Isso é o torcedor. Você não pode "falar mal" do time dele, mas ele xinga a própria equipe mais do que você jamais faria. Se o time perdeu, não tente dizer que a torcida está sendo injusta, que a equipe não está tão mal -mas não diga que o time é medíocre, ou vai sobrar para sua mãe.
Em parte, é compreensível; todo mundo tem o instinto de proteção e defesa do que é seu. Eu posso reclamar do meu irmão, mas você não. O problema é quando o conceito "eu-meu x os outros" se torna mais raivoso, como acontece cada vez mais no futebol.

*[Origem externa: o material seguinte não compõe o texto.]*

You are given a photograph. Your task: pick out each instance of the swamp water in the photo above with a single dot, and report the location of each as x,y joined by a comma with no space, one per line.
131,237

Volto ao tema "bairrismo". O preconceito chato de achar que os paulistas se imaginam superiores e detestam os não-paulistas está ficando insuportável. Se você pensa que o Edu Dracena merecia expulsão, é porque não suporta o sucesso do time mineiro. Se atesta a óbvia decadência do Flamengo, ou registra que muitos ainda associam o Fluminense ao champanhe estourado por uma virada de mesa, é porque não percebe que os paulistas também vão mal e finge que os dirigentes daqui não aprontaram das suas... Se não comenta a vitória do Coritiba, é por desprezo aos paranaenses.
E o preconceito tem sempre surdez e memória seletivas. Se você elogiar um time muitas vezes e criticar uma, "que espécie de jornalismo é esse, que não reconhece uma campanha maravilhosa?". Se criticar um milhão de vezes a Federação Paulista -que publicou uma revista luxuosa, em papel caro, para dizer uma porção de mentiras- e uma vez um cartola de outro Estado, "por que essa perseguição?".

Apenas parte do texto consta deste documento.